La première victoire remonte à 1986 avec le film du réalisateur Luis Puenzo La Historia Officiel (L'histoire officielle). La deuxième victoire a eu lieu en 2009 grâce au drame policier captivant de Juan José Campanella. El secreto de sus ojos (Le secret dans leurs yeux). Le dernier espoir du pays aux Oscars est celui du réalisateur Santiago Mitre Argentine, 1985, qui a remporté un Golden Globe du meilleur film, en langue non anglaise, en janvier.

Le film raconte le travail en coulisses de l'équipe de procureurs chargée de traduire en justice les dirigeants des juntes militaires du pays lors d'un procès qui s'est déroulé pendant la majeure partie de l'année 1985. La procédure judiciaire a eu lieu à peine 15 mois après la fin de la dictature.

Lors d'une interview en espagnol, quelques jours avant la cérémonie des Oscars, Mitre affirme avoir toujours été intéressé par cette période de l'histoire du pays.

Près de 40 ans après le procès qui a abouti à la condamnation de nombreux chefs militaires et autres personnes impliquées dans la torture, les meurtres et la disparition de milliers de personnes pendant la dictature, le réalisateur partage qu'il s'est senti obligé de raconter à nouveau l'histoire de ce qui s'est passé pour les nouvelles générations, qui pourraient tenir pour acquise la fragile démocratie du pays.

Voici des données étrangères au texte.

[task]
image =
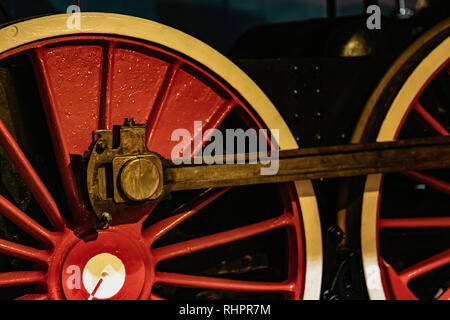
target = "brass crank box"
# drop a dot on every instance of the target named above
(121, 171)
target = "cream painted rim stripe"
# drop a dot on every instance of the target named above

Qu’est-ce qui vous a poussé à réaliser un film sur le procès de la junte militaire, en vous concentrant sur l’accusation ?

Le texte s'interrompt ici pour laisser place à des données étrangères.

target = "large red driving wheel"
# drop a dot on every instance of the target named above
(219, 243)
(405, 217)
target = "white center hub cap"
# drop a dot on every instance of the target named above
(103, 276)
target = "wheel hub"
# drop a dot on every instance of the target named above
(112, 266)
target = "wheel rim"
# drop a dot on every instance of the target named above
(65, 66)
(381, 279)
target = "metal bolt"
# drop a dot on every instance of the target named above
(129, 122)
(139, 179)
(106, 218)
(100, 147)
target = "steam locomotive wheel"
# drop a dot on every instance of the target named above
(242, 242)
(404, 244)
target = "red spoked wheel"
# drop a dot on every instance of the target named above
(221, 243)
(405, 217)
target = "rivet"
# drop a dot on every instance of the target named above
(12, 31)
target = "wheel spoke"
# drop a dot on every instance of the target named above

C'est un sujet qui m'intéresse depuis longtemps. J'ai personnellement admiré de nombreux aspects de ce qui a été accompli lors du procès – la façon dont il s'est déroulé, dans le contexte dans lequel il s'est déroulé, juste un an après la fin de la dictature en Argentine, et alors que tous les pays autour de l'Argentine étaient toujours gouvernés par dictatures militaires. Il a fallu un acte de courage civique pour reconstruire la démocratie argentine.

Il est également très intéressant de raconter l'histoire à cette époque où il semble que certaines valeurs démocratiques ne soient pas perçues ou prises en compte comme elles le devraient et avec l'importance qu'elles devraient. Faire un film qui parlait de la consolidation de la démocratie par la justice était quelque chose d'important à remettre en lumière à cette époque.

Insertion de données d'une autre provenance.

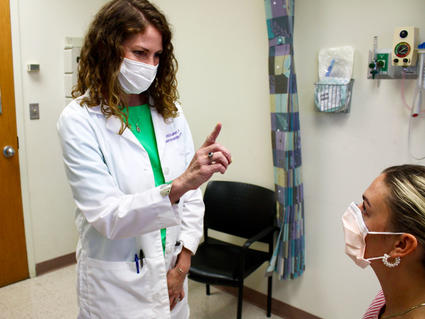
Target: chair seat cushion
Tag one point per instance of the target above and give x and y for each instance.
(217, 262)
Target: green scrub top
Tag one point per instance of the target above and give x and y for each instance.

Comment s’est déroulé le processus de sélection des acteurs ? Aviez-vous dès le début en tête Ricardo Darín comme personnage principal ?

Oui, j'avais fait un film avec Ricardo avant celui-ci, intitulé La Cordillère. Nous avions noué une complicité très étroite. Il a été l’une des premières personnes à qui j’ai dit que je travaillais sur cette idée. Heureusement, il a été très enthousiaste dès le début et après avoir lu la première version du scénario, il a également souhaité se joindre à nous en tant que producteur du film.

Nous avons aussi pensé à Peter Lanzani presque dès le début du projet. C'est un jeune auteur que j'admire beaucoup et j'avais très envie de travailler avec lui. Le duo avec Ricardo était très bon, en plus il y avait une ressemblance physique avec les vrais personnages.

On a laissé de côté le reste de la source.